Buddhist temple in Anhui, China

Shangchan Temple (上禅堂 (上禪堂, Shàngchán Táng)) is a Buddhist temple located on Mount Jiuhua in Qingyang County, Anhui, China.

==History==
===Qing dynasty===
The temple was first established by Zongyan (宗衍) in 1667, under the Qing dynasty (1644-1911). In 1758, in the reign of Qianlong Emperor (1736-1795), abbot Tianshi (忝石) added the Hall of Guanyin to the temple. It was devastated by war between the Qing army and the Taiping Rebellion during ruling of Xianfeng Emperor (1851-1861). In 1862 abbot Kaitai (开泰) renovated and refurbished it. In the Guangxu period (1875-1908), Chan master Qingyong (清镛) erected the Hall of Thousand Buddhas.

===Republic of China===
During the Republic of China in 1928, abbot Zhifang redecorated the Mahavira Hall.

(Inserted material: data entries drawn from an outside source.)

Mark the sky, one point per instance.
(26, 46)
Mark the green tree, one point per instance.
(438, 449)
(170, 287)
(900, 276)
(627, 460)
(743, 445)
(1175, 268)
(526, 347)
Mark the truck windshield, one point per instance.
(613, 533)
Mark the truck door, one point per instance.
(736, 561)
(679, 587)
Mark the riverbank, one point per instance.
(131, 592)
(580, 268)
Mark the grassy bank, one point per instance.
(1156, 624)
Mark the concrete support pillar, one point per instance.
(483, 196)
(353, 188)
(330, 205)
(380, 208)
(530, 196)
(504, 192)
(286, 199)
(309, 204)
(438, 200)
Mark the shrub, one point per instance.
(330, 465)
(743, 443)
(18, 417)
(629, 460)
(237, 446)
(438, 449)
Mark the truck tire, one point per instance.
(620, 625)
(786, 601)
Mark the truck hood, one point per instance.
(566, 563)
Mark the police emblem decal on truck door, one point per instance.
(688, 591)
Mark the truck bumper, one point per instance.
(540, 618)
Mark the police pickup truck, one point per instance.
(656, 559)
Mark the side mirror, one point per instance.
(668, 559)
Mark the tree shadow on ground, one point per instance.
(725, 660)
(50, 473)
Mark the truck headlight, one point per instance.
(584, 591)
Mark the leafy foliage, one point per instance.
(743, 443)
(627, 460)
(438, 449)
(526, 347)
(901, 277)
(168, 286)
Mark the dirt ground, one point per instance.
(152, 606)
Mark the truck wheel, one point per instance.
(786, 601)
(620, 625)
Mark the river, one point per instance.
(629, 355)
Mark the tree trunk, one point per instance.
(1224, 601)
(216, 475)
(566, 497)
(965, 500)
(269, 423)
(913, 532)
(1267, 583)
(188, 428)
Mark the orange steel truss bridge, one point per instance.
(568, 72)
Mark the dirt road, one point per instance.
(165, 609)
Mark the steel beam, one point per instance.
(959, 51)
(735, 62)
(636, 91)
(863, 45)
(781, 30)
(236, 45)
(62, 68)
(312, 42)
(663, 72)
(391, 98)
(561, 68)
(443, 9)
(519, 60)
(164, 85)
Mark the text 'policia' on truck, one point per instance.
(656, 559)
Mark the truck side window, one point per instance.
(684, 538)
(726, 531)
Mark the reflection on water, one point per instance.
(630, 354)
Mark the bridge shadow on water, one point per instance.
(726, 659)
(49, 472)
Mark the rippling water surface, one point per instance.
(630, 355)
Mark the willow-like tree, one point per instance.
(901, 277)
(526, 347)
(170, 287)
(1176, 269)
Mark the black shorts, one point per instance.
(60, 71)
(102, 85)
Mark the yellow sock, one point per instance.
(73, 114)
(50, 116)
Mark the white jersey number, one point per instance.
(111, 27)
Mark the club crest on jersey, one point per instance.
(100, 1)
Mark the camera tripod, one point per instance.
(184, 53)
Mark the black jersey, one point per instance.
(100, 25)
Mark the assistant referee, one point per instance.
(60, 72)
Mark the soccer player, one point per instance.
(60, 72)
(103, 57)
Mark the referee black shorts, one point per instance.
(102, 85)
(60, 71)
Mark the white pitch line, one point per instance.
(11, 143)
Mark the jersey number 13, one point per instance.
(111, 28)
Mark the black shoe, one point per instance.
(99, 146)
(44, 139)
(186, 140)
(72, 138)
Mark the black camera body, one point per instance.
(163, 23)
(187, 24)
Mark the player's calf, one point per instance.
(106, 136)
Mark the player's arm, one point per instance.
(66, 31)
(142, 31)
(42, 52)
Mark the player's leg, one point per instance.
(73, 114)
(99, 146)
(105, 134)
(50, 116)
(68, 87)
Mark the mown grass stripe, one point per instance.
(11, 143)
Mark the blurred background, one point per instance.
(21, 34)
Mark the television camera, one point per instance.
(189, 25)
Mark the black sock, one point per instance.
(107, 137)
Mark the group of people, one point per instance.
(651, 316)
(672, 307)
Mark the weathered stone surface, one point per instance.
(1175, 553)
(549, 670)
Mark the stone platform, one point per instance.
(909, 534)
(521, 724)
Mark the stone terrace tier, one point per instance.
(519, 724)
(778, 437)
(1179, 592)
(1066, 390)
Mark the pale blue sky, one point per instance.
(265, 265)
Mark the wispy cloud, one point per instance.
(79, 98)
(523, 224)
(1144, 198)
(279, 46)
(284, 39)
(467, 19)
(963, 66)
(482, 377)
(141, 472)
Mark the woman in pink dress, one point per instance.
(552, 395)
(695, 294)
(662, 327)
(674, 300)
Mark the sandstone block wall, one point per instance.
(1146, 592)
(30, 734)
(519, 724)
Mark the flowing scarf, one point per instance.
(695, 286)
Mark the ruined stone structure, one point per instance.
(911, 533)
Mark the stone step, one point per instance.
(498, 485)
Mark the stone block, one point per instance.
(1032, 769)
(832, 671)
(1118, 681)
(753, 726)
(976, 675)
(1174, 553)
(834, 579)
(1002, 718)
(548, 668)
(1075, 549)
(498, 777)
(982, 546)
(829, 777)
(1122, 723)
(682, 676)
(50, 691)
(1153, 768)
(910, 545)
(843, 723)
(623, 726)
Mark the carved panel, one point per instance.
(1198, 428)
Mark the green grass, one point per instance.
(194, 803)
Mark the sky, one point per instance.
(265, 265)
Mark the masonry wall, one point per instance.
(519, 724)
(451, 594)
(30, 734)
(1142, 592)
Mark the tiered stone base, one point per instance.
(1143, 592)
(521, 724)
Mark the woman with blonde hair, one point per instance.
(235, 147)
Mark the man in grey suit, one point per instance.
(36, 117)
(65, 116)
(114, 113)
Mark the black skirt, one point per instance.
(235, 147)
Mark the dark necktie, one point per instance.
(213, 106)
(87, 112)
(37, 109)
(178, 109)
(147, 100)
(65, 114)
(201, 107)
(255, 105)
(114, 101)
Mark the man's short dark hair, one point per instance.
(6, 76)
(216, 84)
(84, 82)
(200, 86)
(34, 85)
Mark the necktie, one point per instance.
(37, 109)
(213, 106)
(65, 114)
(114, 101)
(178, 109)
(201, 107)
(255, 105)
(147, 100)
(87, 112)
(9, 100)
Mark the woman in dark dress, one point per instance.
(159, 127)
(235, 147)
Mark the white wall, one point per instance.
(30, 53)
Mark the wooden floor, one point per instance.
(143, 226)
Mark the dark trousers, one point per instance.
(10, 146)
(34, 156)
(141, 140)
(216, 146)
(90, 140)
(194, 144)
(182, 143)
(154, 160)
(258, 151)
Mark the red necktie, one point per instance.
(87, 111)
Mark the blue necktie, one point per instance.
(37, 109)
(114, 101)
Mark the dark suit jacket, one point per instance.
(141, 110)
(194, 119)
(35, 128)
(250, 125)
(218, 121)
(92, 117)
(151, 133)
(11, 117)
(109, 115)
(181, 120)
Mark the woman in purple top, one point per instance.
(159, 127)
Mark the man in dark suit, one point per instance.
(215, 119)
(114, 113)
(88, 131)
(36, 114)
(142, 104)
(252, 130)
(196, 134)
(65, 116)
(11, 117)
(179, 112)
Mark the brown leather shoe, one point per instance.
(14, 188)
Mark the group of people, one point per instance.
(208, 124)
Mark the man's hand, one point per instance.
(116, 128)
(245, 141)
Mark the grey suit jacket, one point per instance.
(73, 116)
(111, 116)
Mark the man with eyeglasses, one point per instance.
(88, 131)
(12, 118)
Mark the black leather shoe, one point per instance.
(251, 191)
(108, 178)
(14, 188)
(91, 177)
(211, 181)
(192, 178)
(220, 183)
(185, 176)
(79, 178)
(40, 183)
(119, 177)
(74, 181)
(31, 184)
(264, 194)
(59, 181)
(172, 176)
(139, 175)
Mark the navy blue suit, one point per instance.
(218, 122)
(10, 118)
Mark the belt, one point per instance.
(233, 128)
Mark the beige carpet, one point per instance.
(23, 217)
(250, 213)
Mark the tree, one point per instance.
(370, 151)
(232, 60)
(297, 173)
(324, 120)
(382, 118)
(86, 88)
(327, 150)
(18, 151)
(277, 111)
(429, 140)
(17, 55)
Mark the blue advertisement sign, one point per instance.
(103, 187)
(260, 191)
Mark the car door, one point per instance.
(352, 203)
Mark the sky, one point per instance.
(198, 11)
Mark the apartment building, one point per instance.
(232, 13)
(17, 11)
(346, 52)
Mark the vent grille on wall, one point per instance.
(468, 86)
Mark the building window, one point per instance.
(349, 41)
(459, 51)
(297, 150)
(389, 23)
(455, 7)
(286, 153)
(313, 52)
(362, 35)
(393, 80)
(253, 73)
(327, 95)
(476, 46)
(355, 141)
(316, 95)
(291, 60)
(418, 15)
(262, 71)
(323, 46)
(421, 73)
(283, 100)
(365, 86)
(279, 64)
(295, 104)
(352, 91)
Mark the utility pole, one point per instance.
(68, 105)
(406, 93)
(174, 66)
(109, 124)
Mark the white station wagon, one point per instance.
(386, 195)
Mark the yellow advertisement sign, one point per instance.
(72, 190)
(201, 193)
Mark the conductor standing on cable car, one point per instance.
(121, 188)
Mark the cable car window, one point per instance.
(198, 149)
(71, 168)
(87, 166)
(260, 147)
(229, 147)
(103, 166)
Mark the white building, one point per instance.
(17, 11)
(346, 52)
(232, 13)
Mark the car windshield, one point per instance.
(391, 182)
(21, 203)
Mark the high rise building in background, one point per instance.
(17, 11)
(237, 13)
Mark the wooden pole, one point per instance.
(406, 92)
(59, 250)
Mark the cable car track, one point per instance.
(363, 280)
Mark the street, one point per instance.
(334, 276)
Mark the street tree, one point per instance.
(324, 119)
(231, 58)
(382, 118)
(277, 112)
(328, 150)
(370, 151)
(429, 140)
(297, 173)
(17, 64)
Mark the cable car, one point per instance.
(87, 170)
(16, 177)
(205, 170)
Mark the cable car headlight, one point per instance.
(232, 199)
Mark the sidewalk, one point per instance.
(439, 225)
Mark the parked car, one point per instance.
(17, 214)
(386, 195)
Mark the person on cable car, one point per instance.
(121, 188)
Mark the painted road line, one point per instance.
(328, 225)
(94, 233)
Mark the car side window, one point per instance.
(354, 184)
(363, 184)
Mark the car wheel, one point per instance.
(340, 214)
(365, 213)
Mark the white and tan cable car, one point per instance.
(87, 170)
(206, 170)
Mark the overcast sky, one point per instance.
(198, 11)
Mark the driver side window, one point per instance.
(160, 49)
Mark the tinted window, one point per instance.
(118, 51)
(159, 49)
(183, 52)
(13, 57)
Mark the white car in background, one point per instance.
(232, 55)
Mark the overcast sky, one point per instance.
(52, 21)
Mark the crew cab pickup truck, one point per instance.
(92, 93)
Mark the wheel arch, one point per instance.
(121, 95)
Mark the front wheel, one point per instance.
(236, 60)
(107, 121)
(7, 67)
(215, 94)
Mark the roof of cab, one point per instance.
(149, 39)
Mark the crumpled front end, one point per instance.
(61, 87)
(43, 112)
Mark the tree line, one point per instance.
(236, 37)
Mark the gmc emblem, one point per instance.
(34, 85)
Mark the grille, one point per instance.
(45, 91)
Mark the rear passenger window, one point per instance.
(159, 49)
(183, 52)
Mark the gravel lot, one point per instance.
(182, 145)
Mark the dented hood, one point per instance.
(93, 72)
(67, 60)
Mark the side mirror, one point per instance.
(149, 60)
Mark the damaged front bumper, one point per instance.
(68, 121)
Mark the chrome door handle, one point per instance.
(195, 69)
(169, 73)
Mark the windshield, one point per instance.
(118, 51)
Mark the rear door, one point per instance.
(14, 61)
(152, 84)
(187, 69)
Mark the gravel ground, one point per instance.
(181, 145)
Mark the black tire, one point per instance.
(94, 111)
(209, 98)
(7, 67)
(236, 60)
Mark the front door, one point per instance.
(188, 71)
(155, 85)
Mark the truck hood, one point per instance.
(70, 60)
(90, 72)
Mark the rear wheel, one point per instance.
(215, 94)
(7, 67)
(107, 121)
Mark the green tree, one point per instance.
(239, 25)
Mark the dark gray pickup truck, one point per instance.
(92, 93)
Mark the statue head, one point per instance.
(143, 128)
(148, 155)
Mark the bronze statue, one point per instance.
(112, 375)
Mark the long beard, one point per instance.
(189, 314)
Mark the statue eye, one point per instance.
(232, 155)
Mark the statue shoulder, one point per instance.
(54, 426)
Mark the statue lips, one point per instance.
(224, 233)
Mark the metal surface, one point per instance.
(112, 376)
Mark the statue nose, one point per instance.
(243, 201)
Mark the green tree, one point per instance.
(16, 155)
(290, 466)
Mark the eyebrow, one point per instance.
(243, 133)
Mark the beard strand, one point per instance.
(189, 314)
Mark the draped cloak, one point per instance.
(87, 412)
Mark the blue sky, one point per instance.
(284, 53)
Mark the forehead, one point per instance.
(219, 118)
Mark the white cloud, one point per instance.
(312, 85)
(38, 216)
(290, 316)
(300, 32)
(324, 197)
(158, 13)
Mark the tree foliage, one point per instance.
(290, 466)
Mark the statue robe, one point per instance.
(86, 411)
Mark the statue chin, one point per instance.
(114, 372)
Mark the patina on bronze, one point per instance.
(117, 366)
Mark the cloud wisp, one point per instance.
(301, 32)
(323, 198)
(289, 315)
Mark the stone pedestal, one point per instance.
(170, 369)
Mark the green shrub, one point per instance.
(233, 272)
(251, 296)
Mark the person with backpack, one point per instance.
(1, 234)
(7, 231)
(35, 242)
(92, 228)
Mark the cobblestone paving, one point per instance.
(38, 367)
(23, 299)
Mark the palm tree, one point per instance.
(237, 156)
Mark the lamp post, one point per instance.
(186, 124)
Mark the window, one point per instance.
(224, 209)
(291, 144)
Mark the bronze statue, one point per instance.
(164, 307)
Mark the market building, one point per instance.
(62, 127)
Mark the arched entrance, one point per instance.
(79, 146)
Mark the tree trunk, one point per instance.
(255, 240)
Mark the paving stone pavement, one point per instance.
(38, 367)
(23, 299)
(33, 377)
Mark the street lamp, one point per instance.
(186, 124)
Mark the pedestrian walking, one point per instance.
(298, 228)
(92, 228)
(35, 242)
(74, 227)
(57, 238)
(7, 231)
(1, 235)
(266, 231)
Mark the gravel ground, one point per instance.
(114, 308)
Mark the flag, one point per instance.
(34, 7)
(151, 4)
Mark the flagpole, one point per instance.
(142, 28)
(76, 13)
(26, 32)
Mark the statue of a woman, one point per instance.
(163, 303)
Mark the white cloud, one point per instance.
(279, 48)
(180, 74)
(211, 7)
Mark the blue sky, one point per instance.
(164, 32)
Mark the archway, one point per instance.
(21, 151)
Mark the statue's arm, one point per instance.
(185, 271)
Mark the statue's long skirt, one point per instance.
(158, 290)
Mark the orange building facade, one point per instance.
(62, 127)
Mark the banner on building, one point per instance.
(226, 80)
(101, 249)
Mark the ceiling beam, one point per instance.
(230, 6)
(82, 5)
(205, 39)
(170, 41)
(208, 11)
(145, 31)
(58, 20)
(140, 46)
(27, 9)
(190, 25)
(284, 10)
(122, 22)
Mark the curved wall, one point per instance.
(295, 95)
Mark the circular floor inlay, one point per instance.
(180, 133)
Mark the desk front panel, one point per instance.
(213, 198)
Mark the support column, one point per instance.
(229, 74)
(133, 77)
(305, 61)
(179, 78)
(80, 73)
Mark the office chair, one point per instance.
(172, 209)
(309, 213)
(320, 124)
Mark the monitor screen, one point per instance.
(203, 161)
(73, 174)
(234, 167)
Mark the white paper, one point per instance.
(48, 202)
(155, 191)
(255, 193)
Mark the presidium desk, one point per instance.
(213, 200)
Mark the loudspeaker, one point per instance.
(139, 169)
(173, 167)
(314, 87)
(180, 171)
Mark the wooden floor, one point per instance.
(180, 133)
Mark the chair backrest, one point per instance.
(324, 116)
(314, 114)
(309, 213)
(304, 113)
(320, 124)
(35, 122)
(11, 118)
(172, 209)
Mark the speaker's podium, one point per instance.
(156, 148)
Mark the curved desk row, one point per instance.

===People's Republic of China===
After the founding of the Communist State in 1956, local government repaired the temple, but one year later, the Hall of Guanyin turned to ashes by a catastrophic fire. In 1983 it has been designated as National Key Buddhist Temple in Han Chinese Area by the State Council of China. A modern reconstruction of the entire temple complex was carried out in 1987.

==Architecture==
The existing main buildings include the Shanmen, Four Heavenly Kings Hall, Mahavira Hall, Hall of Guanyin and Buddhist Texts Library.